Virtual Network architecture 6 - Service Bus Private Endpoint

Summary

This article is Part.6 of virtual network architecture series that includes the details of the private endpoint Azure Service Bus in api-management-vnet.

• Virtual Network architecture 1 - Do I need virtual network?
• Virtual Network architecture 2 - Deployment pipelines
• Virtual Network architecture 3 - Key Vault Private Endpoint
• Virtual Network architecture 4 - SQL Database Private Endpoit
• Virtual Network architecture 5 - App Service Private Endpoint
• Virtual Network architecture 6 - Service Bus Private Endpoint
• Virtual Network architecture 7 - Self-hosted agent

TOC

• Private Endpoint configuration
• Public network access
• Support tier

Private Endpoint configuration

• Private Endpoint: Deploy the private endpoint and connect it to Service Bus and its subnet in PrivateEndpoint.bicep.

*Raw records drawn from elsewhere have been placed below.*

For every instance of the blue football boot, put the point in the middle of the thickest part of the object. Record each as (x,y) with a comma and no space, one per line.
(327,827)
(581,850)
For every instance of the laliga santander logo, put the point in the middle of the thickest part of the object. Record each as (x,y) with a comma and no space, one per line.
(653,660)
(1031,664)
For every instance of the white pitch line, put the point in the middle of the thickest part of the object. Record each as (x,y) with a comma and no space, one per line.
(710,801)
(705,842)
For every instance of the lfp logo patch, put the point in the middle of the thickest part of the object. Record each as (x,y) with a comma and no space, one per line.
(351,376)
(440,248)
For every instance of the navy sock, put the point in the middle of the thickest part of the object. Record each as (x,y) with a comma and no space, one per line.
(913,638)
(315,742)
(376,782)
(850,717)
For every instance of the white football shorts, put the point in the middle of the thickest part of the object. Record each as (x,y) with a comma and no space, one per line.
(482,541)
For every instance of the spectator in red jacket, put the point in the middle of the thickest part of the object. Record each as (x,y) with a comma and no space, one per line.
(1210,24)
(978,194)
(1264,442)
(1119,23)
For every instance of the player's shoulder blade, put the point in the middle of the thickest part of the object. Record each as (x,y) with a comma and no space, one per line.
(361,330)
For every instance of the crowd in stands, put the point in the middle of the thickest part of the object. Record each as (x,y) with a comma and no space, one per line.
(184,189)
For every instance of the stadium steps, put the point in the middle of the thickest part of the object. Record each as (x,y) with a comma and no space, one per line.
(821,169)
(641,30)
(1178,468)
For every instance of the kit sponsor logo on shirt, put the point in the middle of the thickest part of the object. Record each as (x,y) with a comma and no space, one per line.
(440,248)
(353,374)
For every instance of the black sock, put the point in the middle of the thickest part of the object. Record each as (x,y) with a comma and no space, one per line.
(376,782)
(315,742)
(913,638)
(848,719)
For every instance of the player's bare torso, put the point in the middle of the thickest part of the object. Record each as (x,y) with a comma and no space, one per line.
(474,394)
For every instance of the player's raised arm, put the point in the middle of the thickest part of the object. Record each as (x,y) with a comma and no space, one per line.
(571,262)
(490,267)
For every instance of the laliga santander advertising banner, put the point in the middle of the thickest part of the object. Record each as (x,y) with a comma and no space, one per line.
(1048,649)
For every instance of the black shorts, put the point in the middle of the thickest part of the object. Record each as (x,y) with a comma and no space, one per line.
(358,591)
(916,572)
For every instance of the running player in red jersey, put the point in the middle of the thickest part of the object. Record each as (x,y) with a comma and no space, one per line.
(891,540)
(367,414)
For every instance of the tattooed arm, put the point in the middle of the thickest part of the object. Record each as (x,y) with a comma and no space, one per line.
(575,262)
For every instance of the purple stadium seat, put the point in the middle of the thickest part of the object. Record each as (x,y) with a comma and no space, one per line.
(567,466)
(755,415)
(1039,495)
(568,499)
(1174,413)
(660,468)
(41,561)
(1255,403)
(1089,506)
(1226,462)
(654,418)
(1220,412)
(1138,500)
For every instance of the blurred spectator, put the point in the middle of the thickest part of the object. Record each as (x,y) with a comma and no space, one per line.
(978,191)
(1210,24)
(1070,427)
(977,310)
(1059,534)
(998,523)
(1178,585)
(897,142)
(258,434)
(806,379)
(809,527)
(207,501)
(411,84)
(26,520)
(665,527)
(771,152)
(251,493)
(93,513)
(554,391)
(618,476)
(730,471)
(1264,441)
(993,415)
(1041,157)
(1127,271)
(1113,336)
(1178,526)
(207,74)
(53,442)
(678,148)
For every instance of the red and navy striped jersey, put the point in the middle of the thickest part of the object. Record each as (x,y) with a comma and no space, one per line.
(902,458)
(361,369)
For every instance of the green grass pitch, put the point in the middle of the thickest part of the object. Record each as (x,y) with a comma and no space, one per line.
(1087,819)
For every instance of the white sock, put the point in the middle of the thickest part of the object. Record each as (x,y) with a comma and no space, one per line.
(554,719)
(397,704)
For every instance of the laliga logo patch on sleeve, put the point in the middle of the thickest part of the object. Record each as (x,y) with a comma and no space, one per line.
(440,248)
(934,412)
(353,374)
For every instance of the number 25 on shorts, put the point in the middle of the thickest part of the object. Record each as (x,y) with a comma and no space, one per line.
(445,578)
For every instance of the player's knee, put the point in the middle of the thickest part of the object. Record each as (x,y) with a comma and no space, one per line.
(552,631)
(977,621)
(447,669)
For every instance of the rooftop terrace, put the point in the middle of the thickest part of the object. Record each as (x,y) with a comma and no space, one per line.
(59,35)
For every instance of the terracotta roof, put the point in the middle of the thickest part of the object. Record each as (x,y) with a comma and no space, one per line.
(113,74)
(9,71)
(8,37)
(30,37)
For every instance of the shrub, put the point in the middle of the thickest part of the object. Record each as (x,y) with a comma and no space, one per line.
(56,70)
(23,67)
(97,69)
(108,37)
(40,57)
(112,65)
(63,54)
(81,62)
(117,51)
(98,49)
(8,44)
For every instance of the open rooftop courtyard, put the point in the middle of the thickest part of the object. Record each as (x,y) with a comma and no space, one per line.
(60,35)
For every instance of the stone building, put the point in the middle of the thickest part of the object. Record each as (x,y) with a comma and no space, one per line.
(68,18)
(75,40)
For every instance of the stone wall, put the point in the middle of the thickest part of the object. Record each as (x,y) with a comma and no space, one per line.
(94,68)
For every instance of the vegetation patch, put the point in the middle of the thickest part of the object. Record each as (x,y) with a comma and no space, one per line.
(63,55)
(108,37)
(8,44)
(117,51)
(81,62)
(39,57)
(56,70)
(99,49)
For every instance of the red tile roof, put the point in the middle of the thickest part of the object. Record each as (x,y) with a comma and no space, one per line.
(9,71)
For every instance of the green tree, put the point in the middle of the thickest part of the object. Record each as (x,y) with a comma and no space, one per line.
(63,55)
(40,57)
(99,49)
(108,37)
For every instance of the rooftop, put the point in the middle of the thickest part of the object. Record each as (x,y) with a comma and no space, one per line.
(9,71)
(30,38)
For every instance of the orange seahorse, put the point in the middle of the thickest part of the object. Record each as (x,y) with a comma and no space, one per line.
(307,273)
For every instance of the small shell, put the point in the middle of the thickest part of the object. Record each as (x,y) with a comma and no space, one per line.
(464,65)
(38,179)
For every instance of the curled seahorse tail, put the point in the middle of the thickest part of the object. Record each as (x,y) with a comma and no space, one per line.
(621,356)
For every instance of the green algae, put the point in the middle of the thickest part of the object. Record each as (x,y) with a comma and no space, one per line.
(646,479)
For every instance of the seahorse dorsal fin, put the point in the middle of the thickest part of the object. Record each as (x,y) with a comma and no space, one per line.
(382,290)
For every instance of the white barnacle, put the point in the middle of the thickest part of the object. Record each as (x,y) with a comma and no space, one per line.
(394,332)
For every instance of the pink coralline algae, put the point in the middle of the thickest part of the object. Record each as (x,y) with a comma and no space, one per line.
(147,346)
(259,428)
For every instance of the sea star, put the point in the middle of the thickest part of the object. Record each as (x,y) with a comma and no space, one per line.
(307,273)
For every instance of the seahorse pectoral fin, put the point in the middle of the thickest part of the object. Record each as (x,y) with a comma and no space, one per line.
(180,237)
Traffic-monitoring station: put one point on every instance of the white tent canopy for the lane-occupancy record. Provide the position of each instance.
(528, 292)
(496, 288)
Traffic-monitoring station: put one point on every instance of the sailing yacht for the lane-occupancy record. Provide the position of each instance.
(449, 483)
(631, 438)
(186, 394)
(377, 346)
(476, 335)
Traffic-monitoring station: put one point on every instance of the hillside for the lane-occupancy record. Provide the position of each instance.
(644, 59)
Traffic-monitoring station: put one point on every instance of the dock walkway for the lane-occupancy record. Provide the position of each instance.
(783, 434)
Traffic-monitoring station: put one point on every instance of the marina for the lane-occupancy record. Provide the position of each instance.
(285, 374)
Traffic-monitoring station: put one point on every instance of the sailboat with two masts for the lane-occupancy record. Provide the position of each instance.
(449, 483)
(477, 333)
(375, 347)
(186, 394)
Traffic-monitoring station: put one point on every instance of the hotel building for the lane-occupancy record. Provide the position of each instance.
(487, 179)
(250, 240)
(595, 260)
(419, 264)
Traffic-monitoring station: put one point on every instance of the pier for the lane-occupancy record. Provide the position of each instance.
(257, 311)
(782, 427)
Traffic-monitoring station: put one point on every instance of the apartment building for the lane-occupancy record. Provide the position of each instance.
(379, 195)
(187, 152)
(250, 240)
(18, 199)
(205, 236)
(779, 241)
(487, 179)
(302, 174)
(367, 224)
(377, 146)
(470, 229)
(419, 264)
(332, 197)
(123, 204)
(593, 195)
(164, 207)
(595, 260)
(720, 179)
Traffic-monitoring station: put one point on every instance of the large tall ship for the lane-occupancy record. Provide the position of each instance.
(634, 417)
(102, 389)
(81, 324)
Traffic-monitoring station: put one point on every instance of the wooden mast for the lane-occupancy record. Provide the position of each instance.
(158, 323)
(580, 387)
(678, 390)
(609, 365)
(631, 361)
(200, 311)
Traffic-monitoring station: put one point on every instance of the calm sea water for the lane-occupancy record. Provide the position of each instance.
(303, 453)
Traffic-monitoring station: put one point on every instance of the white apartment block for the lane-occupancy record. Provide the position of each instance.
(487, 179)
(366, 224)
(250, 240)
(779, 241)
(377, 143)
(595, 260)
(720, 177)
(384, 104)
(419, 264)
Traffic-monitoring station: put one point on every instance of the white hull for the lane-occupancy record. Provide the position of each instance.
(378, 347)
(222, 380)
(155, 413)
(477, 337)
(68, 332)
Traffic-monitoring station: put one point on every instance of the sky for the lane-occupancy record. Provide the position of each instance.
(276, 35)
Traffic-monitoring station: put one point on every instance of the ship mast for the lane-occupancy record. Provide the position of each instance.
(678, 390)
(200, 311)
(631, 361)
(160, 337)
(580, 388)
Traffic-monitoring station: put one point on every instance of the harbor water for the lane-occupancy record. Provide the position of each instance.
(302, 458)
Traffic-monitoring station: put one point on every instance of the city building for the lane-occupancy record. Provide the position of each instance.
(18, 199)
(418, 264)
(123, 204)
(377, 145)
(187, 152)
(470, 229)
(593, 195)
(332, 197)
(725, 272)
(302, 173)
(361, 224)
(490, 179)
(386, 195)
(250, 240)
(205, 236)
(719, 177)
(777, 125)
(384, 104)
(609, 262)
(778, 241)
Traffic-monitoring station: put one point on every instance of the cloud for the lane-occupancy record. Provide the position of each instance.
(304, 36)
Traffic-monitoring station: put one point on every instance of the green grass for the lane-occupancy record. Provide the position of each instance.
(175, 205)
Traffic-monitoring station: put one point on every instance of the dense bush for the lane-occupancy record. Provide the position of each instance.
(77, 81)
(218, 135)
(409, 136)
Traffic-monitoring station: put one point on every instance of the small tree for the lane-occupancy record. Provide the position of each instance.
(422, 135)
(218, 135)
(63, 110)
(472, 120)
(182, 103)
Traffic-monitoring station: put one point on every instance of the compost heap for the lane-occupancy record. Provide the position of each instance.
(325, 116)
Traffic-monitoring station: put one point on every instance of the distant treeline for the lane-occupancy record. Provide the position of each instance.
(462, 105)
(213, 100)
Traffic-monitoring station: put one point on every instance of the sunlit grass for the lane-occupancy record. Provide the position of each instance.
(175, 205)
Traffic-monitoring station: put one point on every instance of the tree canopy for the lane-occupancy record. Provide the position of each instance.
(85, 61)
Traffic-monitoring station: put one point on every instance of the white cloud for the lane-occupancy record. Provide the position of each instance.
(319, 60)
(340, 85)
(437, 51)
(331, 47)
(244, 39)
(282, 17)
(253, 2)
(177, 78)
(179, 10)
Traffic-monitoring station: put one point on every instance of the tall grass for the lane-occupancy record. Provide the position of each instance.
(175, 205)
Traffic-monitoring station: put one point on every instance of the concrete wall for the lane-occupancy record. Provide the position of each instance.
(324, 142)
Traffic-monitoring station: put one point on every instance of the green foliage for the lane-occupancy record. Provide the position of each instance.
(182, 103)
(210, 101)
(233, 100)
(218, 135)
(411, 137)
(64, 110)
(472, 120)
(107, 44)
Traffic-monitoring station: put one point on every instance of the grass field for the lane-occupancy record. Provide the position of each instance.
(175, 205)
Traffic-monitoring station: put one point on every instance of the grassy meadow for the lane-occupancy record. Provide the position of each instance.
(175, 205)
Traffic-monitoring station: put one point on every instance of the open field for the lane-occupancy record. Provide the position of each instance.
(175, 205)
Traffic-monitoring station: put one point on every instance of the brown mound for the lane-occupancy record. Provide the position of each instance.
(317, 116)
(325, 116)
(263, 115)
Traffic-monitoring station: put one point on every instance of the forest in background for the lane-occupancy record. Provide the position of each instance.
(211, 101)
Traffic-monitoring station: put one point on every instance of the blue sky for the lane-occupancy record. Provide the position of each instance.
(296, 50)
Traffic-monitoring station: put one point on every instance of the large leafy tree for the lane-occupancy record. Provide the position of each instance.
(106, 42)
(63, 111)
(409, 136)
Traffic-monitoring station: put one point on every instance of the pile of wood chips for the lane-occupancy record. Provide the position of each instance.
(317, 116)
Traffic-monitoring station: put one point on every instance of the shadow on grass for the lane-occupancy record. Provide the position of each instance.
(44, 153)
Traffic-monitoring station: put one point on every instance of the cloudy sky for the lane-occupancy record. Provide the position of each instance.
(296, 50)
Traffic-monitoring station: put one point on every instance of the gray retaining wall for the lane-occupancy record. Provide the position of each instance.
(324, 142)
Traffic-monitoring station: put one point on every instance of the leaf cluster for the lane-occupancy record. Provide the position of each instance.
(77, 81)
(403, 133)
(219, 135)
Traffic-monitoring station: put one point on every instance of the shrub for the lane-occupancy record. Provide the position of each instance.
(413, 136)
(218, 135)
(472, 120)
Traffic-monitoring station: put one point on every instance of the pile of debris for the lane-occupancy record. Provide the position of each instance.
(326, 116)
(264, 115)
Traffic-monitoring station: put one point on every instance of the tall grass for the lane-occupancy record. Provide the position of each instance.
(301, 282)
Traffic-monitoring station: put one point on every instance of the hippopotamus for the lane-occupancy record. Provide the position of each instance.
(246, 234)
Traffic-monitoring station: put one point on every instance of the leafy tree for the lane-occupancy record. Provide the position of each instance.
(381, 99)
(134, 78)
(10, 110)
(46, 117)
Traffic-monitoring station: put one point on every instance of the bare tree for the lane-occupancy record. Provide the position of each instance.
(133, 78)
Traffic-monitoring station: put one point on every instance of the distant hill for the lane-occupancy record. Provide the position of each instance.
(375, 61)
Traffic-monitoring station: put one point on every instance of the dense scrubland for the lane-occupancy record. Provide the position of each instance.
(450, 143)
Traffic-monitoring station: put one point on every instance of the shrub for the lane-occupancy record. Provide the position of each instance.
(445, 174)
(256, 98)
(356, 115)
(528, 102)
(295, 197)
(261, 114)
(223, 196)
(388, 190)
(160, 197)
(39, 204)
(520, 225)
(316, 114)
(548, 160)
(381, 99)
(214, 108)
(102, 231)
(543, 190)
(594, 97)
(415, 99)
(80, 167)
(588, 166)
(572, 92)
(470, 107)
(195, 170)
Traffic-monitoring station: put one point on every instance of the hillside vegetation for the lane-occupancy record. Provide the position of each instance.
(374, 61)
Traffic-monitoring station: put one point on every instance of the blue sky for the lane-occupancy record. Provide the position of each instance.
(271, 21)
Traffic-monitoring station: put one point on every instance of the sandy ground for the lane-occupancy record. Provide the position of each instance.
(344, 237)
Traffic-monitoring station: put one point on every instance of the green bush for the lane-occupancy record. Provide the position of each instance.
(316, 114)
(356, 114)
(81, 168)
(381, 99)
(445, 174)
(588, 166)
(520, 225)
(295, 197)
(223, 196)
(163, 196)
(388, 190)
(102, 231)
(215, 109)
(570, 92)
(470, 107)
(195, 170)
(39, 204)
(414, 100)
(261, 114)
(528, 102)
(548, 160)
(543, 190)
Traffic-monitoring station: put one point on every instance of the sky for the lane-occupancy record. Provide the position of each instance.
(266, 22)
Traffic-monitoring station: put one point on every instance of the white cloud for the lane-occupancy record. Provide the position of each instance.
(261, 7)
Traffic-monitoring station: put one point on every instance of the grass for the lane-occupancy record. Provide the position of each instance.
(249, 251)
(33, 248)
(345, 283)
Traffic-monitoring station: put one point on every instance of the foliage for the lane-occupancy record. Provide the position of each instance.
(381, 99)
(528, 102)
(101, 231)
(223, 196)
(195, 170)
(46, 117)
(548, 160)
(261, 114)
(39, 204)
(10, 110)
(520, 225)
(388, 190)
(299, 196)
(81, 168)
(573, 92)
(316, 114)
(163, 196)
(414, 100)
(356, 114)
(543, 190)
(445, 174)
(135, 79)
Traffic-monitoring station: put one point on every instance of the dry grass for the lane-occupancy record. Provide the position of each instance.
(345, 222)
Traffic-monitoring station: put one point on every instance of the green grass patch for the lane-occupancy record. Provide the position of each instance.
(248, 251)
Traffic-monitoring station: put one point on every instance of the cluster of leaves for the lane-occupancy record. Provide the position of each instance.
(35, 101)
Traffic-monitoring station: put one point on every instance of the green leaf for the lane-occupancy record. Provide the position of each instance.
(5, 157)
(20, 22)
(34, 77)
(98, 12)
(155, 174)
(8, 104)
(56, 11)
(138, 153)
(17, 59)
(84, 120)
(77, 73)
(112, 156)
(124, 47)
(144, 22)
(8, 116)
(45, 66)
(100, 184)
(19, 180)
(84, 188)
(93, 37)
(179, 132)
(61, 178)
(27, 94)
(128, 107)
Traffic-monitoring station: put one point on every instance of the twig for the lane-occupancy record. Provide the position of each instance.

ServiceBusId:existingSb.id
VirtualNetwork3SubnetIdSb:existingVnet3.properties.subnets[0].id

resource PrivateEndpointSb 'Microsoft.Network/privateEndpoints@2021-03-01' = {
  properties: {
    privateLinkServiceConnections: [
      {
        properties: {
          privateLinkServiceId: ServiceBusId
          groupIds: [
            'namespace'
          ]
        }
      }
    ]
    subnet: {
      id: VirtualNetwork3SubnetIdSb
      properties: {
        privateEndpointNetworkPolicies: 'Enabled'
      }
    }
  }
}

• Private DNS: Deploy Private DNS with the DNS name privatelink.servicebus.windows.net in PrivateDns2.bicep.

var pdns_name_sb = 'privatelink.servicebus.windows.net'

resource PrivateDnsSb 'Microsoft.Network/privateDnsZones@2020-06-01' = {
  name: pdns_name_sb
  location: 'global'
}

• Virtual network link: Link the deployed Private DNS to the virtual network 3 where the Service Bus resides and the virtual network 2 so Azure Functions can access the Service Bus topic in PrivateDns2.bicep. The virtual network 2 and 3 are connected with Virtual Network Peering.

VirtualNetwork2Id:existingVnet2.id
VirtualNetwork3Id:existingVnet3.id

resource VnetLinkSb2 'Microsoft.Network/privateDnsZones/virtualNetworkLinks@2020-06-01' = {
  name: '${PrivateDnsSb.name}/${PrivateDnsSb.name}-link2'
  location: 'global'
  properties: {
    registrationEnabled: false
    virtualNetwork: {
      id: VirtualNetwork2Id
    }
  }
}

resource VnetLinkSb3 'Microsoft.Network/privateDnsZones/virtualNetworkLinks@2020-06-01' = {
  name: '${PrivateDnsSb.name}/${PrivateDnsSb.name}-link3'
  location: 'global'
  properties: {
    registrationEnabled: false
    virtualNetwork: {
      id: VirtualNetwork3Id
    }
  }
}

• Private DNS A record: Create a DNS A record and set the IP address from the deployed private endpoint in PrivateDns2.bicep.

output PrivateEndpointSbIpAddress string = PrivateEndpointSb.properties.customDnsConfigs[0].ipAddresses[0]

resource PrivateDnsASb 'Microsoft.Network/privateDnsZones/A@2020-06-01' = {
  name: '${PrivateDnsSb.name}/${ServiceBusName}'
  properties: {
    ttl: 3600
    aRecords: [
      {
        ipv4Address: PrivateEndpointSbIpAddress
      }
    ]
  }
}

Public network access

Public network access is disabled in ServiceBus2.bicep so all access except through the Private Endpoint are denied.

resource ServiceBus 'Microsoft.ServiceBus/namespaces@2022-01-01-preview' = {
  sku: {
    name: 'Premium'
  }
  properties: {
    publicNetworkAccess: 'Disabled'
  }
}

Support tier

According to the Microsoft documentation Azure Service Bus Private Endpoint, only Premium tier supports Azure Service Bus Private Endpoint feature.